Goan Patal bhaji is a spicy white peas coconut-based curry served in Goan local hotels and cafes for breakfast. It is even served along with Sukki bhaji which is then mixed with patal bhaji by the customer while eating. Such mix serves of two bhajis is called Mix Bhaji.

Goan Patal Bhaji
Course: Breakfast, SnacksCuisine: IndianDifficulty: Medium4
servings15
minutes8
minutesIngredients
White peas (soaked overnight) – 3/4 cup
Onion – (sliced) 1 medium size, (chopped) 1 small size
Fresh scrapped coconut – (3 tbsp)
Turmeric powder – 1/4 tsp
Chili powder – 1/2 tsp
Garam masala – 1/2 tsp
Cloves – 2 to 3
Cinnamon – a tiny piece
Star anise – 2 to 3 petals (seeds removed)
Fennel seeds – a pinch
Peppercorns – 5
Mace – a tiny petal
Coriander seeds – 1/2 tsp
Tamarind (optional) – a tiny piece
Oil – 2 tbsp
Salt to taste
Coriander leaves (chopped) – 1 tsp
Directions
- Boil white peas and keep them aside.
- Heat 1 tbsp oil in a wok.
- Add cloves, cinnamon, fennel seeds, peppercorns, star anise, coriander seeds and mace.

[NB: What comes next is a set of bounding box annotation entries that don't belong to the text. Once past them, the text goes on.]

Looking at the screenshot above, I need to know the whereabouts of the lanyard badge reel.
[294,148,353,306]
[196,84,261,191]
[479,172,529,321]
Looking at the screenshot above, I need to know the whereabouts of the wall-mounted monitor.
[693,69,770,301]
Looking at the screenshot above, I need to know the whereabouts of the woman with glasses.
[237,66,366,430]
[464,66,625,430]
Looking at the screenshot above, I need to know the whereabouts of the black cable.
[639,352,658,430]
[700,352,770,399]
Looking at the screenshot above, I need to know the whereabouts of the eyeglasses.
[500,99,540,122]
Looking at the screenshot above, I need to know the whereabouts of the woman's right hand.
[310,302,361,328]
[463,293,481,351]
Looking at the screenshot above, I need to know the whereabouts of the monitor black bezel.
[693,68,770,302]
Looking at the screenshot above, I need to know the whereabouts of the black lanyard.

- Fry till spices give out aroma and remove.
- Add sliced onion and fry till golden brown.
- Add coconut and stir fry till it turns slightly brown.
- Grind spices with onion, coconut and tamarind by adding little water.
- Heat 1 tbsp oil in a cooking pan and chopped onion.
- Fry till translucent.
- Add garam masala and boiled peas. (2 tbsp boiled peas to be mashed and added)
- Add turmeric powder, chili powder and salt to taste.
- Add required quantity of water and cook on high flame for 5 min.
- Add ground paste.
- Stir well and simmer for 2 – 3 min.
- Add coriander leaves.
- Serve with pav or puri.
Notes
- You may make it spicier.
You may use two Goan red chilies while roasting spices and avoid chili powder.